The lack of 100% authentic Haitian culture is what first inspired me to explore Haiti. I knew I was experiencing a hybrid-culture and wanted purity. Language offers an illustrative example. Both Spanish and Haitian Creole are spoken in the Bateys, almost interchangeably, but Batey Creole is so influenced by Spanish that locals themselves think of their Creole as something distinct from Haiti’s.

I also recognized that for as much as Bateys are islands of extreme poverty, their presence inside a functioning state offers certain assurances you don’t find in a country like Haiti, where there is an almost complete renunciation of the responsibilities of the state. As a student of development, Haiti offered a reality I had yet to experience and facilitated a better understanding of a group to which my Batey made me uncompromisingly committed: the poorest of the poor.

According to recent estimates, there are nearly one billion people living in “failed-states” like Haiti, or Chad, or Afghanistan for that matter (a silly term if you ask me). These states commonly posses a majority of the population living in poverty so grinding that it should have no place in a world of such unprecedented global wealth. I recognized the magnitude of the challenge to alleviate this form of extreme poverty and made the commitment to make Haiti my mentor.

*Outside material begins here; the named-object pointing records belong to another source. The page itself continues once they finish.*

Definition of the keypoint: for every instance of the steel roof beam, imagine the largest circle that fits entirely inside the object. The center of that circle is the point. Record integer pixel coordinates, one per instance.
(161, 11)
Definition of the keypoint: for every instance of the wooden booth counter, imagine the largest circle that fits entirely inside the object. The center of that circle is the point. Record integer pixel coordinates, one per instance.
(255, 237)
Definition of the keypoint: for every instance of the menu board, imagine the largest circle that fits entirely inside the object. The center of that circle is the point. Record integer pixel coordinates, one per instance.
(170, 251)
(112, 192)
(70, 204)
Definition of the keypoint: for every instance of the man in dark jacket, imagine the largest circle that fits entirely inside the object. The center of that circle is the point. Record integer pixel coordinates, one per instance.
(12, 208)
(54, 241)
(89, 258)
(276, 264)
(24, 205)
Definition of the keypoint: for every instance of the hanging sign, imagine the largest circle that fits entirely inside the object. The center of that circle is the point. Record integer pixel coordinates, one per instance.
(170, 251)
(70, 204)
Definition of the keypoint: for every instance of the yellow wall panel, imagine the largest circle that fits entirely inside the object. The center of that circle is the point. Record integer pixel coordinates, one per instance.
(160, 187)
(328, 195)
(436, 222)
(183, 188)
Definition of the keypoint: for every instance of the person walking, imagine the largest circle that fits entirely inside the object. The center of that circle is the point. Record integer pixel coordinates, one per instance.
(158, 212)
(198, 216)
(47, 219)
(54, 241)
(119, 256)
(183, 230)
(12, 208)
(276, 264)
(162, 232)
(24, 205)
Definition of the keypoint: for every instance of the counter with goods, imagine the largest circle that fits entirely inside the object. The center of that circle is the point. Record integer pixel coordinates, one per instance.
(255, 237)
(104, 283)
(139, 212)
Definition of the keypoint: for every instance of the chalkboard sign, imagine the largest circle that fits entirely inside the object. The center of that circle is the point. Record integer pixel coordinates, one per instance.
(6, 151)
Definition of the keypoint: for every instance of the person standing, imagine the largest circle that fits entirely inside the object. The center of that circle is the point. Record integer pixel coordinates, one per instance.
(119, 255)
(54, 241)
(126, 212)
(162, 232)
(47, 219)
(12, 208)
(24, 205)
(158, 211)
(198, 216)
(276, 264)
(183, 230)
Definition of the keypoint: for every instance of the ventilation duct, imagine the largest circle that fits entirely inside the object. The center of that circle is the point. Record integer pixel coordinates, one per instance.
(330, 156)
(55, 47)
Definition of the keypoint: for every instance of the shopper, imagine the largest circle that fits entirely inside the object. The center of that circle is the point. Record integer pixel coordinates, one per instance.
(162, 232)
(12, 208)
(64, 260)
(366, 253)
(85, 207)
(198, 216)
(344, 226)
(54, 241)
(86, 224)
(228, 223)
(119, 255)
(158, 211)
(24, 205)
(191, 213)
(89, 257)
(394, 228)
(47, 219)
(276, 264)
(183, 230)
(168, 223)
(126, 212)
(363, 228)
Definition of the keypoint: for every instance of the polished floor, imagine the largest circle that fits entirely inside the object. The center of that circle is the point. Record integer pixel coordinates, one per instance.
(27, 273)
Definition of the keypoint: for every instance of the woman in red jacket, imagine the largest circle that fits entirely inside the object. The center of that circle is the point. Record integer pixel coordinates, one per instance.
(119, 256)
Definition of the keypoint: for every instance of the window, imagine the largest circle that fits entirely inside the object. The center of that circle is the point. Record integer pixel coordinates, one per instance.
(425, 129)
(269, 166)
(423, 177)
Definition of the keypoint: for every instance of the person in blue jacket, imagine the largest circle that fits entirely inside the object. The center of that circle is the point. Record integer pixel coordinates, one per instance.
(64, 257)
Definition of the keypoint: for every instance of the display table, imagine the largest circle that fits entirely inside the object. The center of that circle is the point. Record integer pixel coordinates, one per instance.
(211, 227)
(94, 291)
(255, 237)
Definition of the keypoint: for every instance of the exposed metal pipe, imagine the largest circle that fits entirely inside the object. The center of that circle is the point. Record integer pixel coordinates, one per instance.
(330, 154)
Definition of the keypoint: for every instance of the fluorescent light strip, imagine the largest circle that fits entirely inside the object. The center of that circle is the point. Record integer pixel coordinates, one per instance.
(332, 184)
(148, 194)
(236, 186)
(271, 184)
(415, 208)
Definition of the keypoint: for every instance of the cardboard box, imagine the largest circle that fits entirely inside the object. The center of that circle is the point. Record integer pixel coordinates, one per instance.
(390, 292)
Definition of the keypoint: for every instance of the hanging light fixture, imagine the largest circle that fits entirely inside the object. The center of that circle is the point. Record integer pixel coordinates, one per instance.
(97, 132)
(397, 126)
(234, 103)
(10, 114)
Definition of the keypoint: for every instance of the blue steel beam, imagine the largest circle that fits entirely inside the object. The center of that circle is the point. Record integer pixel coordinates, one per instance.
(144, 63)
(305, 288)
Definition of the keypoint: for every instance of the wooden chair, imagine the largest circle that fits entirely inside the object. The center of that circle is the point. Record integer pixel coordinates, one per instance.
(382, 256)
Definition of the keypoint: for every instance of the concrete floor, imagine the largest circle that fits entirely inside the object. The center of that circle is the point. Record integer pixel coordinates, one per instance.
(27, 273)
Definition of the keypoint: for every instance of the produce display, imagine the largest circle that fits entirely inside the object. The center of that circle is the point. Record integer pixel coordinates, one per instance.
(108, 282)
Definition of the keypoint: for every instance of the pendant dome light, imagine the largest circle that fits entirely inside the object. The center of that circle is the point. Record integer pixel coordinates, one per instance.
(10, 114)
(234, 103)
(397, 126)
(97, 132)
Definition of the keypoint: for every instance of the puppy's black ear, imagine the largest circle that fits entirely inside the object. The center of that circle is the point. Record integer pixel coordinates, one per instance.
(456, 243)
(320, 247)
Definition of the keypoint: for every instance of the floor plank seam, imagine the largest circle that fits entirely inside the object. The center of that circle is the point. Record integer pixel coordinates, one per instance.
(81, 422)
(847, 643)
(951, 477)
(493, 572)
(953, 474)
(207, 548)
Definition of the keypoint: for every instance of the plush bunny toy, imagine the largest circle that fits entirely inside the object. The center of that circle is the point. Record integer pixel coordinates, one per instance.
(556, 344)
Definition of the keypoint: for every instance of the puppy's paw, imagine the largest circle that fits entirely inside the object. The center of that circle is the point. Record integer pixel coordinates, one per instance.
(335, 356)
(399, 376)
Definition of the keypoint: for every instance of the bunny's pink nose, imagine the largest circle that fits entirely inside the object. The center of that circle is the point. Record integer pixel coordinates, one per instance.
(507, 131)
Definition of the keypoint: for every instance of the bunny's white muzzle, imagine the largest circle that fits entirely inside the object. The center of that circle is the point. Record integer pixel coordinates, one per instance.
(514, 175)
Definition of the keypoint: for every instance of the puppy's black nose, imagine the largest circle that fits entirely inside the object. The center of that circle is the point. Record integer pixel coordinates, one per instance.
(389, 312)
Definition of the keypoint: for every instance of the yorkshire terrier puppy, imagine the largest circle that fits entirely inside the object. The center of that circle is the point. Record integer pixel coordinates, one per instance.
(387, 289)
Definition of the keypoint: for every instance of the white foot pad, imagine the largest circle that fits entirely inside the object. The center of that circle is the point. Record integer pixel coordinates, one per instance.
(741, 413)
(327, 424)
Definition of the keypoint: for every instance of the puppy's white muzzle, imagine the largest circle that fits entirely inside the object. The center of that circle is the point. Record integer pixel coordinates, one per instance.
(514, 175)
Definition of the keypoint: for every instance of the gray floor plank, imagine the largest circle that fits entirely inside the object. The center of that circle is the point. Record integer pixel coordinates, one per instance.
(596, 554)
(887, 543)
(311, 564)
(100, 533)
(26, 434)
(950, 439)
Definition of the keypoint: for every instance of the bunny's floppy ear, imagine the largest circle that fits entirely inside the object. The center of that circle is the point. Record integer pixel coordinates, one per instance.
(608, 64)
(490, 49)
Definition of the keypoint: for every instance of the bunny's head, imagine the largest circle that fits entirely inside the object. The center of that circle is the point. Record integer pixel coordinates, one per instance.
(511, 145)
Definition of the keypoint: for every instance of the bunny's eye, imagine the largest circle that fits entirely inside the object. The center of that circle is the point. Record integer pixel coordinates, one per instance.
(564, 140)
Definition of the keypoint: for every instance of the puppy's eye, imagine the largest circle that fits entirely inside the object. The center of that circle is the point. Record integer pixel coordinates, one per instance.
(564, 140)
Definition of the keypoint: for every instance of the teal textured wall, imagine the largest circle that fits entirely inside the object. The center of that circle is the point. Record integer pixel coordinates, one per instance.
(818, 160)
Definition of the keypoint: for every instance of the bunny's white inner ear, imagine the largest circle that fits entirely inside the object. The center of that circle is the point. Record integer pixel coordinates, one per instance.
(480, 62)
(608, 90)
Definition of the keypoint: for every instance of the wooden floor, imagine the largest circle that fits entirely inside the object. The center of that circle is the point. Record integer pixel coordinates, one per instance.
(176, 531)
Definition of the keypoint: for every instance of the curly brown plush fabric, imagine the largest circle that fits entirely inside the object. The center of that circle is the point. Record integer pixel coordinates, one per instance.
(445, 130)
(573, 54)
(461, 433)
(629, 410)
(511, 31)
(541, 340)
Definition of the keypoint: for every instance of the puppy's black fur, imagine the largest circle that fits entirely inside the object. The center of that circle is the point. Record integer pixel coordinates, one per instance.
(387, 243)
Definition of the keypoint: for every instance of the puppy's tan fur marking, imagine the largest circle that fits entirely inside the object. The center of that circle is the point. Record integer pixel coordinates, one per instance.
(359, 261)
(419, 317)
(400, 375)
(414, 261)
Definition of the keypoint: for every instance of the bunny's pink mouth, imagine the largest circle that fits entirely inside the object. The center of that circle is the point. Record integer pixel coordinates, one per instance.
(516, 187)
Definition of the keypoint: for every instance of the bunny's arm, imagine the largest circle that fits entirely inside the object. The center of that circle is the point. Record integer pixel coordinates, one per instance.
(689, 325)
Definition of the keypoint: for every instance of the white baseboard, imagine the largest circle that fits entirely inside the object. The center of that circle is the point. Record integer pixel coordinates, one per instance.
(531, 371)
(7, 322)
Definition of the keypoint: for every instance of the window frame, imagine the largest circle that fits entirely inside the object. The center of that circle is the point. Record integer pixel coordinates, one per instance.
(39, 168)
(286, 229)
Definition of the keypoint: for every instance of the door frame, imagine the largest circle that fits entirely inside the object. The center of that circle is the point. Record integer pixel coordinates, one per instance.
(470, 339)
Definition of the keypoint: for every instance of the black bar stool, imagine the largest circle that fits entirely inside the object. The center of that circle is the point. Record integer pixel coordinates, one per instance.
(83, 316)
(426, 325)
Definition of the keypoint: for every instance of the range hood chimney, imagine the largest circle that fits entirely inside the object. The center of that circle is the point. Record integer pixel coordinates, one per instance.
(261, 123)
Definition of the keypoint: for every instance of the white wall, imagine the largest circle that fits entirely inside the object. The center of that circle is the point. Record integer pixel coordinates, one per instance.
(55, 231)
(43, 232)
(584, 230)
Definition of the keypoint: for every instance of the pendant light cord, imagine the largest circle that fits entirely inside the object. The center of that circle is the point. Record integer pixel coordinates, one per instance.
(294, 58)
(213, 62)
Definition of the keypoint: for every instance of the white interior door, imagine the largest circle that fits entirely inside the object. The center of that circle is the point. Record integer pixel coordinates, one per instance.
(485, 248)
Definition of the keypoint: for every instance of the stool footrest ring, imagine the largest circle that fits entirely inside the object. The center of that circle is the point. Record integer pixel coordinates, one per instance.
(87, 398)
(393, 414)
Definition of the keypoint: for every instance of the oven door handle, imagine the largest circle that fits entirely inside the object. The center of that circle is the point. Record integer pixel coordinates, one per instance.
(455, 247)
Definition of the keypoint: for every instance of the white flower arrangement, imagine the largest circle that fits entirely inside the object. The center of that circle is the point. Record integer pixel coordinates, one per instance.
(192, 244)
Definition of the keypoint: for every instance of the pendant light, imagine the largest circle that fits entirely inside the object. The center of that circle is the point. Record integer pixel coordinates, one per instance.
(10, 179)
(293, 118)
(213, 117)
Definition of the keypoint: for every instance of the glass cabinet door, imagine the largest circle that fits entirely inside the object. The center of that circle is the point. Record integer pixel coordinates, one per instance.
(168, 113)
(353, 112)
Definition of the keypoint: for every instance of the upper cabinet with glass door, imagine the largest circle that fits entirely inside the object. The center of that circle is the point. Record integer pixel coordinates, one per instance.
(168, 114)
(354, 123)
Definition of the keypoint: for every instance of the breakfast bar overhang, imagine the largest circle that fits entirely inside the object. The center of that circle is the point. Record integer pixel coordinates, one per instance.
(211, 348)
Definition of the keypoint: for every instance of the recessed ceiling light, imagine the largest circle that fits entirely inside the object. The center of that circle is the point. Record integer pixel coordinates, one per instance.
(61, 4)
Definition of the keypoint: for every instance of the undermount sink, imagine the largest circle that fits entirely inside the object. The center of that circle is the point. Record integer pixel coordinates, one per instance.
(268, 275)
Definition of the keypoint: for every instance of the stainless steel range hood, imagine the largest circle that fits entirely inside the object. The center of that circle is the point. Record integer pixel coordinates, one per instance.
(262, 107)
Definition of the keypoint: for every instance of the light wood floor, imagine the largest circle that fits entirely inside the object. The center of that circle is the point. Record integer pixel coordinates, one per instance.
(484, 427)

My commitment to Haiti has certainly paid dividends in this regard. I’ve found an organization in Fonkoze that has institutionalized a rigid commitment to Haiti’s poorest and I’ve been introduced to an assortment of strategies designed at eradicating this most obscene form of poverty. Culturally, each day offers a chance to explore Haiti’s richness, and as my control of Haitian Creole has progressed, I find myself taking advantage of new opportunities. All in all, it has allowed me to appreciate the considerable similarities between Haitian and Dominican culture where they exist and reflect on the differences where they do not. To put it mildly, it has been quite a worthwhile experience.